Source: HMDA, 2016-2021.

And, it is not just mortgage values that increased during the pandemic; the number of mortgages originated increased even more. As Figure 2.3 shows, the number of mortgages originated annually grew in all parts of the Capital Region. The number went up by as much as 22 percent in exurban jurisdictions from 2019 to 2021, but even urban areas witnessed growth of close to 20 percent. 

Figure 2.4: Loan volume nationwide grew rapidly during the pandemic as well

Total home purchase loans originated relative to 2016 volume, 2016-2021

Source: Capital Region: HMDA, 2016-2021. Entire US HMDA data, 2016-2021. Dietrich et al, 2018; Liu et al, 2021.

These changes were large and present in most of the rest of the country as well. Figure 2.4 illustrates that the Capital Region experience mimicked nationwide trends in total loan volume.

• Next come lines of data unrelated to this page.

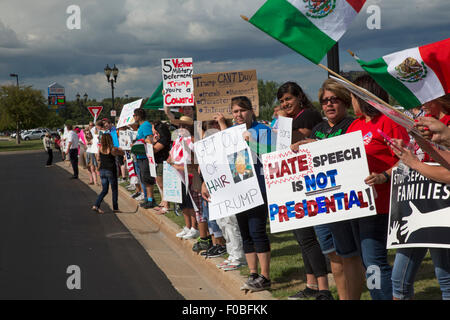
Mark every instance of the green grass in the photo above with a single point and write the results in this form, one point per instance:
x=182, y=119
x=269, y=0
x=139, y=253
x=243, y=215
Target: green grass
x=288, y=274
x=10, y=145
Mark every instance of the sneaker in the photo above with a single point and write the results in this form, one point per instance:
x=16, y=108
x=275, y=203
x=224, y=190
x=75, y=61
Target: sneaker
x=252, y=277
x=224, y=263
x=304, y=294
x=131, y=187
x=202, y=245
x=215, y=251
x=324, y=295
x=192, y=234
x=182, y=233
x=135, y=195
x=140, y=197
x=233, y=265
x=149, y=205
x=259, y=284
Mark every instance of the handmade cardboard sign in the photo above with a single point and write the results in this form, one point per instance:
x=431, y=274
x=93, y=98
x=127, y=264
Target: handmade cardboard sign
x=95, y=111
x=227, y=167
x=151, y=159
x=172, y=184
x=126, y=138
x=126, y=116
x=177, y=82
x=322, y=183
x=213, y=92
x=419, y=212
x=284, y=133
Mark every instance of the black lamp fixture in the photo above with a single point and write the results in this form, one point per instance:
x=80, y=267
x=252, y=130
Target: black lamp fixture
x=114, y=71
x=16, y=76
x=80, y=101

Figure 2.5: The pandemic triggered a refinancing boom

Number of mortgage refinances, 2007-2021

Source: HMDA, 2007-2021. Notes: Includes both straight refinance and cash-out refinance loans.

Mortgage refinancing is significantly more volatile than home purchase loans. In the early months of the pandemic, the rapid drop in interest rates triggered a refinancing boom. This boom persisted into 2021.  In urban, suburban, and exurban jurisdictions, refinancing tripled. Volumes in 2020 reached levels well above the post-global financial crisis peak of 2012. While they subsided ever so slightly in 2021, they remained at historical highs, confirming the general tendency toward significant growth in the mortgage market during the first two years of the pandemic.